Unlike SDK-based playtesting tools, ManaMind doesn’t need to be hooked into a game development environment. It can simply be prompted to test specific elements of a test build of the software.
“You can say, ‘Hey, can you please test the fourth level in my game?’. Our AI would then work out that to do this it would probably need the bot that can navigate menus to get to the gameplay, and it probably needs the bot that can do the progression testing to see if I can really go from the start of the level to the end of the level,” Kostadinov says.
“There could be a couple more, depending on the type of game. If there's a lot of fighting, for example, you may need the fighting bot and so on. And then because the game is being deployed in multiple devices, it may need the replicator bot to record the first test session and then replicate it on bunch of other hardware configurations.”
The AI then generates any necessary bug reports so developers know what to fix. The reports includes ratings for severity and reproducibility, to help prioritise work. In the future, this will integrate with existing ticketing systems that developers use.
The approach of letting AI simply play the game rather than integrate with development environments initially proved surprising to some developers, Kostadinov says:
“The beauty of it is that we never give it access to the game code, game engine, or to the platform. It's completely agnostic. People called us crazy when we did it, but we're really happy with it, because that is what gives us true scalability. We don't want to start doing custom integrations on a per-game basis, because that would then drive costs. And people are already trying to keep their costs low on QA.”

ManaMind’s website
The story so far
Kostadinov grew up with a passion for video games, which led him to doing some QA work on a game. He quickly learned that it’s not as fun as it sounds.
As we speak, he has a deluxe launch edition of the space exploration game No Man’s Sky on his desk. He explains how he was incredibly excited about the game before it was released, but it was so buggy on day one that he says he has only ever played it for five minutes.
The developers famously turned the game around into a classic over time, but by that point they had lost people like Kostadinov.
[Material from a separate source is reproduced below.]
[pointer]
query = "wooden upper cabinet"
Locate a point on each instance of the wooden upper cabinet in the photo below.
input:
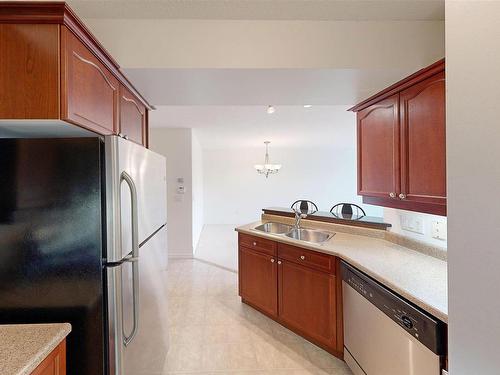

He uses this as a cautionary tale for why ManaMind matters.
Kostadinov co-founded the startup with CTO Sabtain Ahmad, who he met after a months-long search for the right person to start the business with.
The startup has now proved its tech works, trumpeting “full regression cycles completed in six hours rather than days, with 86% of critical bugs caught before shipping” in early deployments.
“It's been pretty cool. We've seen customers running unending QA, for like a week straight, never stopping. And we've seen the benefit of just how much the quality of the game is able to improve in such a short period of time,” Kostadinov says.
The team’s goal for the rest of the year is to expand and refine the product in response to user feedback.
Funding:
ManaMind recently announced that it had raised a $1.5 million pre-seed round led by SVV, with participation from EWOR, Ascension, Syndicate Room, and Heartfelt.